Я же нахожусь в очень опасном «изголодавшемся» состоянии, когда на безрыбье и рак – рыба. Хотя рак – очень дорогой и ценный продукт, чего не скажешь о моём новом знакомом.
– Да такая девушка интересная… А мы ничего, мы трахаться сразу не пойдём.
Я, конечно же, испугалась. Но сбежать от него, обнаружив свой страх, я посчитала ниже своего достоинства. Нас же учили ещё в советской школе, что бояться – позор!
– А как вас зовут? – не отставал он.
– Афина!
– Ну, надо же, богиня войны! А я – Аркадий.
Никого ещё не встречала в реальной жизни с таким именем. Да у меня и вообще всегда было очень мало знакомых.
– А кто вы по знаку Зодиака?
– Скорпион.
– Ну, надо же! Роковая женщина!
Говорить с ним было абсолютно не о чем, разговор не клеился.
– И как же нам дальше встречаться?
Я пожала плечами.
– А пойдём сейчас в парк, покурим, выпьем пива!

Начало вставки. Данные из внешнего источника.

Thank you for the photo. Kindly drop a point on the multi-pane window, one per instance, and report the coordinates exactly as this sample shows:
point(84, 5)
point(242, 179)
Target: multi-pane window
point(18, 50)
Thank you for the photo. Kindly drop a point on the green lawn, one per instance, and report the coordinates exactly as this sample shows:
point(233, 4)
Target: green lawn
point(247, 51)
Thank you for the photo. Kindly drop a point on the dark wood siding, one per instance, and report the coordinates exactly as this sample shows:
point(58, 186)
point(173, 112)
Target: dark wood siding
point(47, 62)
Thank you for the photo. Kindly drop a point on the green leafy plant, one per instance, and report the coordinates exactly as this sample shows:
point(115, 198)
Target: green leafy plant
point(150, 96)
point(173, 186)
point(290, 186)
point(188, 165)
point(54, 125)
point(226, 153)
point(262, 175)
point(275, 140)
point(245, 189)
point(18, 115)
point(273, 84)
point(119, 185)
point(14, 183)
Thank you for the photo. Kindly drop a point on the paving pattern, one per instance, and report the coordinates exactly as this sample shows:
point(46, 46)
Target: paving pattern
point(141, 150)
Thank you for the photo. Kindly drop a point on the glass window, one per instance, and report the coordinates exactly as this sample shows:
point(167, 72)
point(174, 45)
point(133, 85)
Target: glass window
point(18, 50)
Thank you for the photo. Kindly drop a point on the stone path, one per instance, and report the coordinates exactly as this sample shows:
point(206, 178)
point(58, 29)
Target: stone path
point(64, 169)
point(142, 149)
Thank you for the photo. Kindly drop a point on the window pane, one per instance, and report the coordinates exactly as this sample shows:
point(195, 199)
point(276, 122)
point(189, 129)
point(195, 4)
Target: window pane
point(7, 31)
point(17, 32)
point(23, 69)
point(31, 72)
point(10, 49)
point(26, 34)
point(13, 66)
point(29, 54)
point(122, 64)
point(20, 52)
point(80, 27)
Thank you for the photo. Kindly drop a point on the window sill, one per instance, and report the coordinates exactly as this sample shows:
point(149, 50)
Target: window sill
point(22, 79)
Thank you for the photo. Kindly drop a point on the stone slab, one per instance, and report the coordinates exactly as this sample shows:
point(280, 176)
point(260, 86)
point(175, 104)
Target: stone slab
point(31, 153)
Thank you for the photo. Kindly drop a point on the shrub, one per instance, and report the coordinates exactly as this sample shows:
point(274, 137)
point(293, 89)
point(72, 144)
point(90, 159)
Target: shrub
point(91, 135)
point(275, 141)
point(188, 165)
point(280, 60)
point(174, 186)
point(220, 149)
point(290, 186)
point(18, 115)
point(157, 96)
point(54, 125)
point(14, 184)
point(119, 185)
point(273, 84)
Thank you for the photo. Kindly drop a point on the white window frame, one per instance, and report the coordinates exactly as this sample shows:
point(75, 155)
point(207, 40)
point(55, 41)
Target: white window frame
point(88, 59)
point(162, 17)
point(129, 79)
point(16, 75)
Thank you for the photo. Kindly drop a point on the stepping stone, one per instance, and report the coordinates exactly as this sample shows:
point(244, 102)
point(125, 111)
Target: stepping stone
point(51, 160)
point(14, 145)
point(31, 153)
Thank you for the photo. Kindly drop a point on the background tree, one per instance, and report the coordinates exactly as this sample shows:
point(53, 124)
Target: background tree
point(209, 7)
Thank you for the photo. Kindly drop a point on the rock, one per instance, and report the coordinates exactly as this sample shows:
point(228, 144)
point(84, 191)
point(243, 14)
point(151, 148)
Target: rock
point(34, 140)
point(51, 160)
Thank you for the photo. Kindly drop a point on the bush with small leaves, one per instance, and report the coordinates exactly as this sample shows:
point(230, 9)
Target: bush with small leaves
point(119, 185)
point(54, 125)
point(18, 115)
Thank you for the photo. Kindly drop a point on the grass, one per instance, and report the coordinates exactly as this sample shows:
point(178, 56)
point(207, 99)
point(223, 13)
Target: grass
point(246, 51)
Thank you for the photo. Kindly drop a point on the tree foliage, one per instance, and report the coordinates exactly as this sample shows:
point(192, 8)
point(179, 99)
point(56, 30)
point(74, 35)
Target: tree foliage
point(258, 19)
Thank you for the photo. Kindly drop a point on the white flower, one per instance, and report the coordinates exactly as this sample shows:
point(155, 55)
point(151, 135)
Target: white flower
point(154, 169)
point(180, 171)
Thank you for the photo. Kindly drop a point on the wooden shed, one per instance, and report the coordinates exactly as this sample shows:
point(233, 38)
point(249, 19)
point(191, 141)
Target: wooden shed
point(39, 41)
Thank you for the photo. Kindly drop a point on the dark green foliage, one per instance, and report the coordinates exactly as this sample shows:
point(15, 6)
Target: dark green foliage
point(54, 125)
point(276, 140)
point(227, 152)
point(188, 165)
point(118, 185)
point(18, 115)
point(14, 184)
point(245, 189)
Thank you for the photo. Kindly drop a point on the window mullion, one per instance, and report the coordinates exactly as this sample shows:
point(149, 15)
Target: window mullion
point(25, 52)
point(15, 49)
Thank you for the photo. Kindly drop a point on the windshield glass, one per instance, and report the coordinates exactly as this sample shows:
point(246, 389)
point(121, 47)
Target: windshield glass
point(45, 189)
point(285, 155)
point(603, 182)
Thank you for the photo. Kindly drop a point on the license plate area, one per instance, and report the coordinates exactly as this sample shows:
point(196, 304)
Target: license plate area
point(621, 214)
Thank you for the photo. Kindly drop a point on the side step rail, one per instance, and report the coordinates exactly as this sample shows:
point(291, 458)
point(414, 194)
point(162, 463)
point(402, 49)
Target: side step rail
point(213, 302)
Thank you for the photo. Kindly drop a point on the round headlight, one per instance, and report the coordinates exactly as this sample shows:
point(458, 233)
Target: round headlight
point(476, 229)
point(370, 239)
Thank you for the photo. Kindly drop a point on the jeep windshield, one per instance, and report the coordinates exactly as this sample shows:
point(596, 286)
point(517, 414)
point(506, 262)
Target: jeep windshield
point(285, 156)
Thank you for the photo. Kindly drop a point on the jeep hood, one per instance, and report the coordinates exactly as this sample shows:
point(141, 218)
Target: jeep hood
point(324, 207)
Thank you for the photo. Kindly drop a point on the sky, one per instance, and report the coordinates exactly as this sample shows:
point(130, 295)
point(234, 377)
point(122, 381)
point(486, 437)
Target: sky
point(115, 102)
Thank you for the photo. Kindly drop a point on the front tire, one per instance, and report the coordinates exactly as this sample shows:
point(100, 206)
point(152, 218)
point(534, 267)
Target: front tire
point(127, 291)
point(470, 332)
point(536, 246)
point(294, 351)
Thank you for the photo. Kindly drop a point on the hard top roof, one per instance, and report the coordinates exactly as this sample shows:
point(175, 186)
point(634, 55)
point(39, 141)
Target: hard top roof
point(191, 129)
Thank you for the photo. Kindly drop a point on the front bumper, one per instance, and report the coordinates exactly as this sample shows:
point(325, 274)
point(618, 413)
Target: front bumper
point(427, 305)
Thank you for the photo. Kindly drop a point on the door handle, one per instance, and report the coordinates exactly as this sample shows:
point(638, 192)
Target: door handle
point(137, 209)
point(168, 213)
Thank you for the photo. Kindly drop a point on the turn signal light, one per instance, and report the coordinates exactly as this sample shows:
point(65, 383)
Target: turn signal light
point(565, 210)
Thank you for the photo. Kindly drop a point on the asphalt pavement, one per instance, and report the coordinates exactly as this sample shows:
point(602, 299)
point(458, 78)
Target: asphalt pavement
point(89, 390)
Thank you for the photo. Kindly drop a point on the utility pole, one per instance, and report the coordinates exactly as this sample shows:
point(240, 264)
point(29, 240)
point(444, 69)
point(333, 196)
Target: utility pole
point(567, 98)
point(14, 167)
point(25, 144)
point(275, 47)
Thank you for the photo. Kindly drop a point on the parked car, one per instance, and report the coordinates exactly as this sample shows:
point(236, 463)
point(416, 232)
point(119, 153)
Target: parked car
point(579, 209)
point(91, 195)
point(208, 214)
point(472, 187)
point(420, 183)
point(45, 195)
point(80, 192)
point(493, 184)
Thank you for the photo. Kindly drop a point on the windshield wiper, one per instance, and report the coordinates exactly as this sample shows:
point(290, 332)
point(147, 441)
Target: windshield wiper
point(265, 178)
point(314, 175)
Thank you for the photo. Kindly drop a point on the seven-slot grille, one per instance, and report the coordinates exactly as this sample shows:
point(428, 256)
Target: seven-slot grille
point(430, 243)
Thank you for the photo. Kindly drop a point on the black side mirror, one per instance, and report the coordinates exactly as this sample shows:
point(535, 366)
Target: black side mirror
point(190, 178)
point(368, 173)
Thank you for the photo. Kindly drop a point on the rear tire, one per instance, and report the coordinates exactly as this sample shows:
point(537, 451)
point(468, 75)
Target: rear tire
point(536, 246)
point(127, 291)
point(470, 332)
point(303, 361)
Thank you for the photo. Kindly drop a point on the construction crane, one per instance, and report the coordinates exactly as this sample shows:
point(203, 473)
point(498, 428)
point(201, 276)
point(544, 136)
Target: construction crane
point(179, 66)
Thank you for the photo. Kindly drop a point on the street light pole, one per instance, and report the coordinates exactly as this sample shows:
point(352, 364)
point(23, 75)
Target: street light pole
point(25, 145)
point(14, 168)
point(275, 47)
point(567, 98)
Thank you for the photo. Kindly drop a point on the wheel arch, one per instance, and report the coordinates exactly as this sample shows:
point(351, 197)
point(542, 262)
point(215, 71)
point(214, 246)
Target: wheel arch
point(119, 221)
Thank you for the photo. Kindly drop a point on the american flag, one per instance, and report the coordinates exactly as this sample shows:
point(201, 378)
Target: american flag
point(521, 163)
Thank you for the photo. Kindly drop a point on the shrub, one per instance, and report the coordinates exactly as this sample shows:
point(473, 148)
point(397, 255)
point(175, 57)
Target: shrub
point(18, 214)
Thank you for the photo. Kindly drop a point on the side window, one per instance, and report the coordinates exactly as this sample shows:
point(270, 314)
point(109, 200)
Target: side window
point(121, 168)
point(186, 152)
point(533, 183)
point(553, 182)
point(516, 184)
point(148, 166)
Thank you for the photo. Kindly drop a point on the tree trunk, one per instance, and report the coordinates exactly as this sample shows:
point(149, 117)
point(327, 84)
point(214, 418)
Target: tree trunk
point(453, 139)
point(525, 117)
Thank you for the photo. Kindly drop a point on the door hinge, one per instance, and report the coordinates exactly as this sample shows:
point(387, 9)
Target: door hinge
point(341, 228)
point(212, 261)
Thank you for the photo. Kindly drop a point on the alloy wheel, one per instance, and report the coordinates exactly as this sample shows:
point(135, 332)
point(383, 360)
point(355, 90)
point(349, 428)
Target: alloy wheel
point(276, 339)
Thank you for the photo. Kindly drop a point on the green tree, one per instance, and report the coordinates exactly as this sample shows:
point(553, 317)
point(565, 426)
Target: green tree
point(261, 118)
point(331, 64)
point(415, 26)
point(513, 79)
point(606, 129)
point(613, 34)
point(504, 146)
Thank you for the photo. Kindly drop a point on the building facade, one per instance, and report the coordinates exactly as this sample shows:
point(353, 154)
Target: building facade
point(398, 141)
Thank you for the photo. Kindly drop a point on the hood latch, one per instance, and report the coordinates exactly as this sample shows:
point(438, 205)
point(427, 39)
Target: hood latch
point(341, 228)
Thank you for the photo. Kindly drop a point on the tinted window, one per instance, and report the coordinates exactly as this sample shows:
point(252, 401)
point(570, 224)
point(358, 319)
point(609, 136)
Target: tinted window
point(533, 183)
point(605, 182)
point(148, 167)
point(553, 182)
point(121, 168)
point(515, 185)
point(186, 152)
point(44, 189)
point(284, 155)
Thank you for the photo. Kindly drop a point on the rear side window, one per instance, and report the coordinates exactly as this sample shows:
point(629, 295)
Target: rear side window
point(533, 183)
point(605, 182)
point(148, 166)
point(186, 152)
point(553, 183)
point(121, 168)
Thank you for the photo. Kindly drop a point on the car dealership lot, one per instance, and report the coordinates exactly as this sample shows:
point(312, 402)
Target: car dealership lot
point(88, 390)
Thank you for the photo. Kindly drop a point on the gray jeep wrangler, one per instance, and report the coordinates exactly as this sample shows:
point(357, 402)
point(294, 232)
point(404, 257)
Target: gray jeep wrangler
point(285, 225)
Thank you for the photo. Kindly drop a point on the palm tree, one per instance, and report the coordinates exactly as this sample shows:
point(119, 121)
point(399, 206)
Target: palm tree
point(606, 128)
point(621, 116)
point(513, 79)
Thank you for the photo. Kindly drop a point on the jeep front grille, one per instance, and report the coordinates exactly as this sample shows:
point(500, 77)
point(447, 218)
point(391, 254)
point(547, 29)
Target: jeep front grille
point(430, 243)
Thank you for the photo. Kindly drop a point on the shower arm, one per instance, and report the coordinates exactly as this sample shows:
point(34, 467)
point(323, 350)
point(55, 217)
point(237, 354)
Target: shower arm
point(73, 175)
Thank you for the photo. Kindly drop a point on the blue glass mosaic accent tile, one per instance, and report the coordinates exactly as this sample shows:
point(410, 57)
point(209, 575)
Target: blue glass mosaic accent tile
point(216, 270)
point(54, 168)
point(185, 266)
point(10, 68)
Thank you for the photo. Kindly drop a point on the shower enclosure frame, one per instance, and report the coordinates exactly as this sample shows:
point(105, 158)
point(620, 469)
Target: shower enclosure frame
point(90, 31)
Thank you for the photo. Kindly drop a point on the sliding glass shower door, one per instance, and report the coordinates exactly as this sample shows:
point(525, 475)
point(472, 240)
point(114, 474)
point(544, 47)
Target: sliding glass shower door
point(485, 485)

Я со страху вжалась в ажурную красную скамейку.
– Нет, я не хочу никуда идти. Мне жарко очень.
– Мне тоже жарко.
Тогда я спросила его, чем он по жизни занимается.
– Да вот работаю, – гордо сказал Аркадий.
Тут я не выдержала и сбивчиво, хватаясь то за одно, то за другое, выложила этому типу всю правду о своей работе. Потому что больше же мы не увидимся!
– Так почему же ты работаешь без денег?!! – поразился Аркадий.
– Потому что мне обещают заплатить!
– Запомни: там, где тебе обещают, никогда не заплатят! – грозно сказал он.